An employment tribunal has awarded just £2 to a claimant whose choice of companion for his disciplinary appeal hearing was vetoed by his employer.
In Gnahoua v Abellio London Ltd, the employment tribunal held that the employer breached the claimant’s right to be accompanied when it refused to allow his chosen companions to accompany him at a disciplinary appeal hearing.
However, the tribunal awarded compensation of only £2 on the basis that the employer had legitimate reasons for the refusal.
Disciplinary proceedings were brought against Mr Gnahoua, a bus driver who was caught using an iPad while his bus was in motion. He was represented at his disciplinary hearing by a Unite official, but the decision was taken to dismiss him.
Mr Gnahoua appealed and informed his employer that he wished to be accompanied by two brothers who had formed the PTSC union, of which the claimant had become a member.
While the employer was happy with someone else from the PTSC union attending, it had banned both brothers from representing its staff at hearings for one brother’s “threatening behaviour” towards members of staff and both brothers’ “dishonesty”.

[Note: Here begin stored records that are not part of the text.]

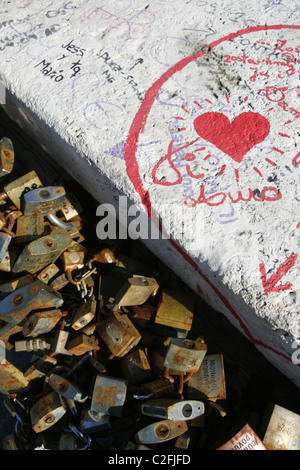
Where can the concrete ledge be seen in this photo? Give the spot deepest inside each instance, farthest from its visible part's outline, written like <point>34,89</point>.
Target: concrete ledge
<point>193,118</point>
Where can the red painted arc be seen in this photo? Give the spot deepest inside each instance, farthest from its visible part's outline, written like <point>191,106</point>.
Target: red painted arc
<point>132,168</point>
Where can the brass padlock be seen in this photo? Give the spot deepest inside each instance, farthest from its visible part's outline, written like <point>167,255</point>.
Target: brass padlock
<point>10,442</point>
<point>6,331</point>
<point>175,309</point>
<point>47,411</point>
<point>93,422</point>
<point>41,322</point>
<point>71,207</point>
<point>176,410</point>
<point>17,188</point>
<point>48,273</point>
<point>17,305</point>
<point>109,395</point>
<point>242,437</point>
<point>72,261</point>
<point>41,252</point>
<point>184,355</point>
<point>160,431</point>
<point>29,227</point>
<point>64,387</point>
<point>15,284</point>
<point>159,387</point>
<point>81,344</point>
<point>135,366</point>
<point>29,345</point>
<point>40,367</point>
<point>281,429</point>
<point>118,333</point>
<point>81,441</point>
<point>5,240</point>
<point>45,200</point>
<point>59,342</point>
<point>7,156</point>
<point>209,381</point>
<point>59,282</point>
<point>136,291</point>
<point>12,380</point>
<point>6,263</point>
<point>85,314</point>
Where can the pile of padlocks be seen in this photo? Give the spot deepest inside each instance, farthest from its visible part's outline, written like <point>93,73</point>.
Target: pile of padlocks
<point>114,364</point>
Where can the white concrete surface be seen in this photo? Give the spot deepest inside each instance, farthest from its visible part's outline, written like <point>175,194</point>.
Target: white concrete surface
<point>190,108</point>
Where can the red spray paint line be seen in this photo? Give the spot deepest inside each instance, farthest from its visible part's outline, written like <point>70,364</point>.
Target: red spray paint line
<point>137,128</point>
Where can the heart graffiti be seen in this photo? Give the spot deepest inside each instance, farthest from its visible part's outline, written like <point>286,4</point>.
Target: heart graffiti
<point>234,138</point>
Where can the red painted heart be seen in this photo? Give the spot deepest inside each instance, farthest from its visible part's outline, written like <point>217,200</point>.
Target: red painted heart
<point>234,138</point>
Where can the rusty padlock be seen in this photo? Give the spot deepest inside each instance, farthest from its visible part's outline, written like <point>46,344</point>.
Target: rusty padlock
<point>209,381</point>
<point>17,188</point>
<point>41,252</point>
<point>29,227</point>
<point>175,410</point>
<point>47,411</point>
<point>118,333</point>
<point>41,322</point>
<point>85,314</point>
<point>175,309</point>
<point>160,431</point>
<point>17,305</point>
<point>135,291</point>
<point>135,366</point>
<point>7,157</point>
<point>109,394</point>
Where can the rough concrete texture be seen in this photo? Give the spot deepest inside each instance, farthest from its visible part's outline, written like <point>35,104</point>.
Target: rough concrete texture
<point>189,108</point>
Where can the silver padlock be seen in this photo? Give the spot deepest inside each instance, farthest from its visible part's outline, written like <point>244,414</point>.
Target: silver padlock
<point>64,387</point>
<point>176,410</point>
<point>41,252</point>
<point>41,322</point>
<point>109,395</point>
<point>45,200</point>
<point>5,240</point>
<point>160,431</point>
<point>17,305</point>
<point>85,314</point>
<point>47,411</point>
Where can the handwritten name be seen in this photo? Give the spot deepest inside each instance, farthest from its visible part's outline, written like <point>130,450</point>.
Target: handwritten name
<point>269,194</point>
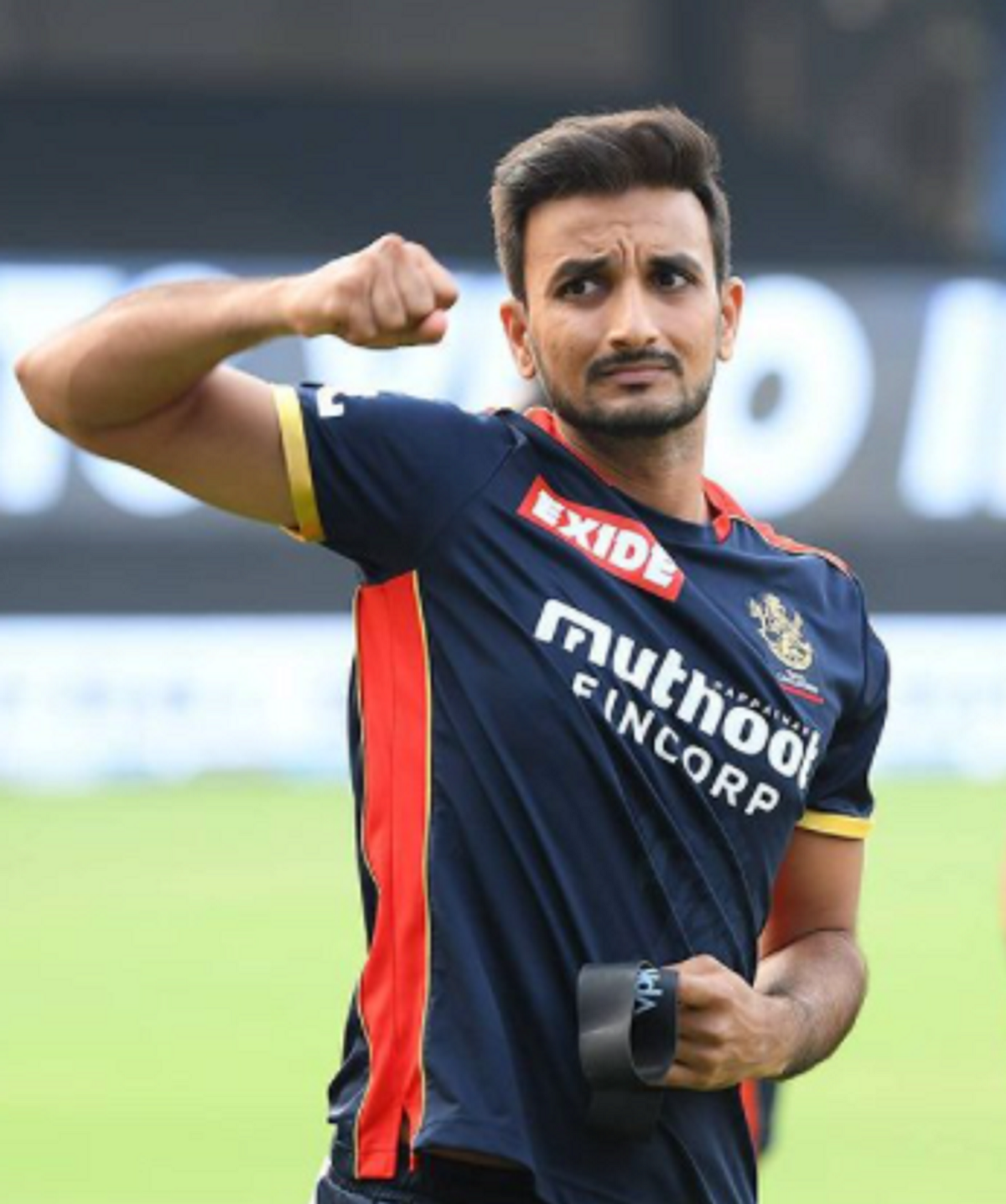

One of the brothers had been an employee of the company, but had been dismissed for “harassment and intimidation” of another member of staff, a shop steward with Unite.
Mr Gnahoua ultimately attended his appeal hearing without representation and the decision to dismiss was upheld. His tribunal claims included that he had been denied the right to be accompanied at his disciplinary appeal hearing.
The employment tribunal accepted that, technically, the employer had breached the claimant’s right to be accompanied. However, the employment tribunal went on to award the sum of £2 because the employer had “strong grounds” for being unhappy with the choice of companion.
Although it is not statute, the ACAS Code of Practice on Disciplinary and Grievance Procedures states that all employees have the right to be accompanied to formal disciplinary hearings by either a work colleague or an accredited trade union representative where they reasonably request to do so.
Whether or not a request for a companion is reasonable will depend on the circumstances of the individual case, which is why the compensation for this case was so nominal.